Storage Conditions: Your own dried, powdered stevia will last for several years if kept in a cool, dark, dry location. Think herb storage and you should be fine. Learn to make your own stevia extract.
This nectar is a product of the agave cactus, and its taste and texture are similar to honey. It doesn’t contain as many antioxidants as honey, but it contains approximately the same amount of calories. Agave, however, is sweeter than sugar, so you can use less to get similar sweetness. (source)
Shelf Life: 2 to 5 years
Storage Conditions: Canning jars or food grade containers. The jug it comes in works well for storage. It will not crystalize like honey. Keep agave in a cool, dark place to extend your storage time. If you have to purchase agave nectar in bulk, storage is simple. Transfer the agave nectar to a sterile, air-tight glass jar, ensuring any spills are wiped off the sides of the jar. Like any sweet food, agave nectar can attract ants if not cleaned up.

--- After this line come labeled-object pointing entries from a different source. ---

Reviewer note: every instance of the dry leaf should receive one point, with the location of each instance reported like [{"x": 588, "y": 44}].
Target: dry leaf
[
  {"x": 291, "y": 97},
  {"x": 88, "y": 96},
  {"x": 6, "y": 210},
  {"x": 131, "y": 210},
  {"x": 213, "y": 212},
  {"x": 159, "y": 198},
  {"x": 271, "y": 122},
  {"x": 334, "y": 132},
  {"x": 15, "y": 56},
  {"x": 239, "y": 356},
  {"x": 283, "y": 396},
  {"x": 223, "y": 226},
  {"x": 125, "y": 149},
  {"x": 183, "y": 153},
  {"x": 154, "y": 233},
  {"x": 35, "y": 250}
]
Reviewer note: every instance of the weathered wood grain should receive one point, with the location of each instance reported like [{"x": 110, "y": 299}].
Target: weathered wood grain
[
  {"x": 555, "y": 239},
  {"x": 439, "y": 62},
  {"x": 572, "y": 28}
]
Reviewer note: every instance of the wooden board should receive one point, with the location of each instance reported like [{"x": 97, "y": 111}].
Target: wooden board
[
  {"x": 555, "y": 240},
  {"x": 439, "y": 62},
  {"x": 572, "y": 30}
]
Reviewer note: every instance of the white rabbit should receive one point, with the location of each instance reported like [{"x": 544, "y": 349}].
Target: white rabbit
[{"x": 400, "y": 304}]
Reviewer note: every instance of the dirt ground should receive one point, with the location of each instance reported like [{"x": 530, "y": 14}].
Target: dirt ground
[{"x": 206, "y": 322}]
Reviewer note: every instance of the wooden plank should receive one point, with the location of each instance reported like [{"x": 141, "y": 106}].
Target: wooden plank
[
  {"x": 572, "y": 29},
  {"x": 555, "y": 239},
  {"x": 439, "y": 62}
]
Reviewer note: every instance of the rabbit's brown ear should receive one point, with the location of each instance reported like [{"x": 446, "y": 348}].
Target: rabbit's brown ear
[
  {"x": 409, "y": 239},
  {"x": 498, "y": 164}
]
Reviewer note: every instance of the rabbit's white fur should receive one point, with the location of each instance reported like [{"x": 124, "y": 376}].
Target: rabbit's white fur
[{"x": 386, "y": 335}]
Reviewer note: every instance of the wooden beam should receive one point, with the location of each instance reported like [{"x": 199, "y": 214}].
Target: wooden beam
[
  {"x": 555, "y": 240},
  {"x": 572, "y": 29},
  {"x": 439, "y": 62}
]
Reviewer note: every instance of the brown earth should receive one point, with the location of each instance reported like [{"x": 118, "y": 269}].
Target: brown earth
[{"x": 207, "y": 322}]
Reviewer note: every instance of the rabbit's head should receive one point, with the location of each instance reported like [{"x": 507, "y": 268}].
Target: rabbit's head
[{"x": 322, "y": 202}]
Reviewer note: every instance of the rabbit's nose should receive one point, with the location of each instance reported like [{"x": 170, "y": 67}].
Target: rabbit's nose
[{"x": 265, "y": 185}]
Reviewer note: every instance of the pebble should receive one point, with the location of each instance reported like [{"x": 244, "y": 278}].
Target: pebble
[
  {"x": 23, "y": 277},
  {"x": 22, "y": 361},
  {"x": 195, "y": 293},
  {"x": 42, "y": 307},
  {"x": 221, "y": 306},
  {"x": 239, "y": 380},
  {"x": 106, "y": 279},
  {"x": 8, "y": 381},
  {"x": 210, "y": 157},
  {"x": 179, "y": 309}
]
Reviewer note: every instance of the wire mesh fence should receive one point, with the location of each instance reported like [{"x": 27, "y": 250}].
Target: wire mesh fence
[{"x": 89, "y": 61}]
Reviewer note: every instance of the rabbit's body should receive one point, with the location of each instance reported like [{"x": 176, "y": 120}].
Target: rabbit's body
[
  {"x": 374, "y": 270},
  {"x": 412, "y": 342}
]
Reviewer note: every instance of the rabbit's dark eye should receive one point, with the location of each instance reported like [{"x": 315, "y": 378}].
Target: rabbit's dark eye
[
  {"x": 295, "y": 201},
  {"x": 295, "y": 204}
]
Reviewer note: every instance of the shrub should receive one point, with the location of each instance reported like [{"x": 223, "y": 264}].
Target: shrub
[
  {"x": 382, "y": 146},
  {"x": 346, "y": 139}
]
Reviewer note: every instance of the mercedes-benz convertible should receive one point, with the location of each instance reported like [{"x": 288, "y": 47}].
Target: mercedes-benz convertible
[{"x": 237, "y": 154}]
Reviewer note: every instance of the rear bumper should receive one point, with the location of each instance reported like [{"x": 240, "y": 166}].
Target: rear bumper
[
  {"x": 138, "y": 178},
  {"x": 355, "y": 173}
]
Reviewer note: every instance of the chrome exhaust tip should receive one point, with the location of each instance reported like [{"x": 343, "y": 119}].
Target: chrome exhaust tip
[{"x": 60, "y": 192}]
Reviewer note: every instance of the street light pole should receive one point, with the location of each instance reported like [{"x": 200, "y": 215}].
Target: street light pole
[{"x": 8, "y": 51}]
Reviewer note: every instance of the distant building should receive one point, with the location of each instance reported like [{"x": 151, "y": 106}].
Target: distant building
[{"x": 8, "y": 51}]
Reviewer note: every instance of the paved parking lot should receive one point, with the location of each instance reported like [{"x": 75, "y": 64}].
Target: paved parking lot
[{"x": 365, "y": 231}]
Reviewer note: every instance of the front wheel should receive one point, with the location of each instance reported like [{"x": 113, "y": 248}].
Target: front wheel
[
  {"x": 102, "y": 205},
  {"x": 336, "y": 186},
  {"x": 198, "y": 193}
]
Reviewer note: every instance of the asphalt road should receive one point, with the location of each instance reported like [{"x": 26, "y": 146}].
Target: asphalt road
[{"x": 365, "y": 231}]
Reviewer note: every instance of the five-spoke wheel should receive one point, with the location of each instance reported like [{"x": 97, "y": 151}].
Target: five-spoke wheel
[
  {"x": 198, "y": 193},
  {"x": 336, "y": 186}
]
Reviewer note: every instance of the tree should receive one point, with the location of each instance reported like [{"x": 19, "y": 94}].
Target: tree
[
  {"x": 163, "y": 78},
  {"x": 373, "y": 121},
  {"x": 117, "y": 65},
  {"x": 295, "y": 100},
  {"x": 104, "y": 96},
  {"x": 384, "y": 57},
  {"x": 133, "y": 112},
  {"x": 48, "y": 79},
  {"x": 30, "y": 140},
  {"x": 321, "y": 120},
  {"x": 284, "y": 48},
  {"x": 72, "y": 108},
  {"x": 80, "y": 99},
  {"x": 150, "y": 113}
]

This hotly debated sweetener contains the sugars fructose and glucose from processed corn syrup. It is inexpensive to purchase. You can use it in recipes like you would honey.
Shelf Life: indefinitely, however it will get thicker the older it gets.
Storage Conditions: According to the Karo Syrup website – corn syrup is safe to eat for an indefinite period of time whether it has been opened or not opened. However, for best results we recommend using before the “Best by” date stamped on the container. Bottles may be refrigerated after opening, but the syrup will be thicker and slower to pour.
From the Cornell University FAQ website:Maple syrup must meet exacting standards for purity. High quality pure maple syrup can be made only by the evaporation of pure maple sap, and by weight may contain no less than 66 percent sugar (Brix). In Vermont and New Hampshire the minimum sugar content is 66.9%. Maple syrup is classified according to its color, which is a rough guide to flavor intensity. The darker the syrup, the stronger the flavors.
- New York Grade A Light Amber or Vermont Fancy — the lightest of the three classifications has a mild, delicate flavor
- Medium Amber — a bit darker with a fuller flavor
- Dark Amber — the darkest of the three grades has a stronger maple, caramel, and other flavors
- Grade B — has the strongest flavors
Shelf Life: According to the Massachusetts Maple Producers Association, unopened maple syrup will keep indefinitely, but it must be refrigerated once opened. If you are purchasing 100 percent pure maple syrup, it should keep for a year unopened in the pantry, a year opened in the refrigerator, and indefinitely in the freezer.
Storage Conditions: Vermont Maple Sugar Makers’ Association recommends storing unopened maple syrup in a cool place. For long term storage, the Association says that maple syrup retains its flavor best when kept in the freezer (it will not freeze solid). Look at tis Michigan State article about canning and storing your own maple syrup.
Apple Cider Syrup
While I was doing my research on sugar for food storage, I came across this post from The Yummy Life about making your own Apple Cider Syrup. Monica suggests that, among other things, you can use it to sweeten yogurt, add to oatmeal or drizzle on pancakes. You can even use it to make your own spiced cider drink by adding a teaspoon of apple cider syrup to a cup of hot water.
One gallon of cider makes two cups of syrup, so it’s probably best if you can find a local source or if you have your own apple trees. I love the idea of being able to make your own natural sweetener.
Shelf Life: 2 to 5 years. This recipe can be processed in a water bath canner.
Storage Conditions: Canning jars with water bath canning are your best bet.
Which sugar should you store to get the biggest bang for your food storage buck? That’s going to depend on your family needs, but granulated white sugar is the most economical. Remember a family of 4 needs 240 pounds of sugar – in various forms – in their long term storage. How many of these sugar types will you add to yours?